Shigeko Higa(37比嘉茂子)
Date de naissance : 5 janvier 1921
Situation à l’époque : 24 ans, travaillait à l’hôpital de campagne

Le bombardement naval était intense. Ma maison se trouvait en hauteur. J’ai grimpé à l'arrière de la colline et j’ai regardé vers l’ouest : l’océan entier grouillait de navires américains. L’ensemble de la flotte des navires américains ressemblait presque à une île.

Nous passions notre vie à nous cacher dans des abris antiaériens en journée, à chercher de la nourriture le soir, et à préparer les repas la nuit.

D’autres jours, nous emmenions les soldats blessés qui se trouvaient dans l’abri antiaérien où nous étions, jusqu’à l’hôpital de campagne de Shuri Sakiyama. Chaque soir, une équipe de quatre personnes transportait les soldats blessés sur des civières. Nous les emmenions jusqu'au lieu appelé aujourd'hui Nishihara Iriguchi. Là, des personnes qui venaient de Shuri Sakiyama chargeaient les blessés dans des véhicules et les conduisaient jusqu’à Shuri Sakiyama.

Lorsque la bataille s’est intensifiée, nous avons décidé de partir vers le sud. Nous sommes restés à Shuri pendant un moment. Mais le deuxième jour, Itokazu fut touché par une balle et mourut. Alors nous décidâmes de poursuivre notre route encore plus au sud. Nous étions arrivés à l’endroit où plus tard serait construit le mémorial Himeyuri. Nous nous sommes cachés dans un abri antiaérien tout près de là. On nous avait demandé à tous de nous y réunir. On nous a donné deux grenades et un sac de biscuits. On nous a expliqué comment retrouver nos parents et comment quitter les lieux. On nous a dit que la grenade exploserait immédiatement si nous la frappions, même contre nos chaussures, une fois la goupille arrachée.
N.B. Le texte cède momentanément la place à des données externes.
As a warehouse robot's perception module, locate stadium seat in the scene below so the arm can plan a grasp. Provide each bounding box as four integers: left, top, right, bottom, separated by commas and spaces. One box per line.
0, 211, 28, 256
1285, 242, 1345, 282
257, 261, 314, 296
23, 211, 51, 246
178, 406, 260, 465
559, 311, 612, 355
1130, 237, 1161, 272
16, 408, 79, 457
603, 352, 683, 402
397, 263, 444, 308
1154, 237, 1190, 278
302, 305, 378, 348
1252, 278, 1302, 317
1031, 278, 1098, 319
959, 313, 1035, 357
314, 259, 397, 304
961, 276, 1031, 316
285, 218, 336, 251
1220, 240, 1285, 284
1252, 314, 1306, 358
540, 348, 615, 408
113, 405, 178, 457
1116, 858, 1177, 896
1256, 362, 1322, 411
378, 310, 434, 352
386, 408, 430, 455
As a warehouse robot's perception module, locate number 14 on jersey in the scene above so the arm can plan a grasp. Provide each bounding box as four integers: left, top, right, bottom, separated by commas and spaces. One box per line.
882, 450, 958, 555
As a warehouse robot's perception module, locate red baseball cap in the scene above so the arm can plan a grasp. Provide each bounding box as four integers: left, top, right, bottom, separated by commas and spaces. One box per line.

Je savais déjà comment utiliser une grenade, on me l’avait déjà appris auparavant. La femme appelée Teruya était propriétaire d'un magasin de liqueurs à Shuri. Elle portait un petit garçon de quatre ou cinq ans sur son dos. Elle semblait en pleine détresse, mais elle marchait avec des étrangers et poursuivait sa fuite. Je les ai suivi vers Mabuni.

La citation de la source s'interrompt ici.